Hi, I can understand why principle type of map is map :: (a -> b) -> [a] -> [b] , I would interpret this as "map takes a function of type a->b and a list of type [a] as arguments and returns a list of type [b]" but it is going somewhat beyond my imagination why principle type of map map is (map map)::[a -> b] -> [[a] -> [b]] I am able to interpret the expressions "[a -> b] -> [[a] -> [b]]" vaguely... does this mean that 'map map' takes list of functions of type (a->b) and returns list of functions of type ([a]->[b]) if yes ..how do I derive it from basic type declaration of map? Thanks in advance Vikrant
Vikrant wrote:
(map map)::[a -> b] -> [[a] -> [b]]
I am able to interpret the expressions "[a -> b] -> [[a] -> [b]]" vaguely...

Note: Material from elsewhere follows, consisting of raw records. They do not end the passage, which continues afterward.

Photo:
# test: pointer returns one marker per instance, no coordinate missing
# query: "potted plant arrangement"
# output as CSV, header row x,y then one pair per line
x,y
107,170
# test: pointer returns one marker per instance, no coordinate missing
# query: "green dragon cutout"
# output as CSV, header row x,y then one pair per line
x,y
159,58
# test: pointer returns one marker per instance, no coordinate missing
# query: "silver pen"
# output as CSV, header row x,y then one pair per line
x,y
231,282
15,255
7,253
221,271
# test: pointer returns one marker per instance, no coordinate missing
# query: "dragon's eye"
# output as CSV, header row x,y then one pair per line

does this mean that 'map map' takes list of functions of type (a->b) and returns list of functions of type ([a]->[b]) if yes ..how do I derive it from basic type declaration of map?
Think substitution. It helps if you distinguish the letters. Start by saying that one of the maps has type (c -> d) -> [c] -> [d]. Then substitute a =(c->d), b=[c] (I think it would be). Paul.
Vikrant wrote:
Hi, I can understand why principle type of map is
map :: (a -> b) -> [a] -> [b] , I would interpret this as "map takes a function of type a->b and a list of type [a] as arguments and returns a list of type [b]"

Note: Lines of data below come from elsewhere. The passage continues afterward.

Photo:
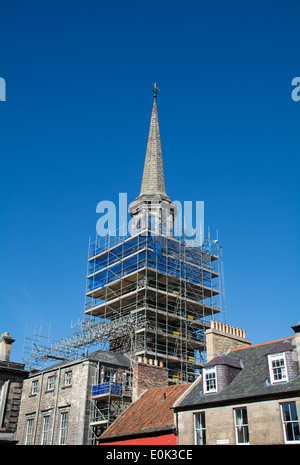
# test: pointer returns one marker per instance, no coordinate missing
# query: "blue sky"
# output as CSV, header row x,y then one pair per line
x,y
74,129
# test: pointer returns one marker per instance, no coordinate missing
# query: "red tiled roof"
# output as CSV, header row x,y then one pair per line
x,y
152,411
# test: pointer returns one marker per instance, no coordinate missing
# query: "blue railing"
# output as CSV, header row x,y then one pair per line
x,y
107,388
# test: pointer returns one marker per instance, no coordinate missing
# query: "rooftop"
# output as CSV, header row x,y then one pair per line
x,y
252,381
139,418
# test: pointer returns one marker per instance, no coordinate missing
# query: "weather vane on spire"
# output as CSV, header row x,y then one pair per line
x,y
155,90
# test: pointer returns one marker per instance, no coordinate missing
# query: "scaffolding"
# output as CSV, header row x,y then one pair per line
x,y
171,286
150,296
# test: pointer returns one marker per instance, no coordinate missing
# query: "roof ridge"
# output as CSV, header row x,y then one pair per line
x,y
261,343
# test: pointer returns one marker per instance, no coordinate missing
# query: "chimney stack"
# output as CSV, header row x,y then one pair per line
x,y
222,338
147,375
297,339
5,346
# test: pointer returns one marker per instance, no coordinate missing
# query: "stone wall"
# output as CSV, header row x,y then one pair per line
x,y
53,402
264,420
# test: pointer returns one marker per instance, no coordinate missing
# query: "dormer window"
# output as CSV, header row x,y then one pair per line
x,y
277,368
209,380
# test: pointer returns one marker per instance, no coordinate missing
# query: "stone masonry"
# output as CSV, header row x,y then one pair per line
x,y
221,338
147,376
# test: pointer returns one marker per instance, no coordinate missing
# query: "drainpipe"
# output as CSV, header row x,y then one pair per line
x,y
38,409
55,408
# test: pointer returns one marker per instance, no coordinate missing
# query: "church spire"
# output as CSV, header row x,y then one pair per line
x,y
153,194
153,182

but it is going somewhat beyond my imagination why principle type of map map is
(map map)::[a -> b] -> [[a] -> [b]]
I am able to interpret the expressions "[a -> b] -> [[a] -> [b]]" vaguely...
does this mean that 'map map' takes list of functions of type (a->b) and returns list of functions of type ([a]->[b]) if yes ..how do I derive it from basic type declaration of map?

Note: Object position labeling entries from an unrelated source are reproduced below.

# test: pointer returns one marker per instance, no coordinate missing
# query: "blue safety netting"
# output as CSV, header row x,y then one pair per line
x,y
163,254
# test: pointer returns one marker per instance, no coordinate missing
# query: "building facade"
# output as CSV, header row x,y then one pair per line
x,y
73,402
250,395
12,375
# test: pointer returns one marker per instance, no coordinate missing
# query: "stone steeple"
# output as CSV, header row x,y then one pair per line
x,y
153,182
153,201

Paul's hint is more or less the same as this, but: map's first parameter has type (a->b). You are passing it 'map' as the first parameter. 'map' has type (a->b) -> ([a]->[b]), so what are my first 'a' and 'b' in this case? (renaming may make it clearer). If you get that cleared up, you may be interested in the type of (map . map) and why that happens :) Jules
Hi Vikrant, The other two have said basically the same thing as me, but your description of map's type makes me think maybe an explanation of curried functions is in order: map is what's called a curried function. Basically, the type: (a -> b) -> [a] -> [b] has two interpretations. The first is the one you gave, which is a good way to think about the function when you intend to apply it to both its arguments at once. However, there is another way to think about the function as well. Consider that the type implicitly has parenthesis like this: (a -> b) -> ([a] -> [b]) That is, we can also think of map as a function which takes a function from a to b, and returns a function from [a] to [b]. In some sense, if we only provide map with its first argument, then it is still "waiting" to take the [a] argument, so it becomes a function from [a] to [b]. If we think of may this way, we can see that when it is passed to itself, its type must be matched against the type of its first argument. I'll rename the type variables to make things a little clearer - what we have to do is unify: (c -> d) -> ([c] -> [d]) and a -> b So in this case, when map returns a function from [a] -> [b], you get a function from [c -> d] to [[c] -> [d]]. I hope this helps! --Chris Casinghino On Wed, 14 Mar 2007, Vikrant wrote:
Hi, I can understand why principle type of map is
map :: (a -> b) -> [a] -> [b] , I would interpret this as "map takes a function of type a->b and a list of type [a] as arguments and returns a list of type [b]"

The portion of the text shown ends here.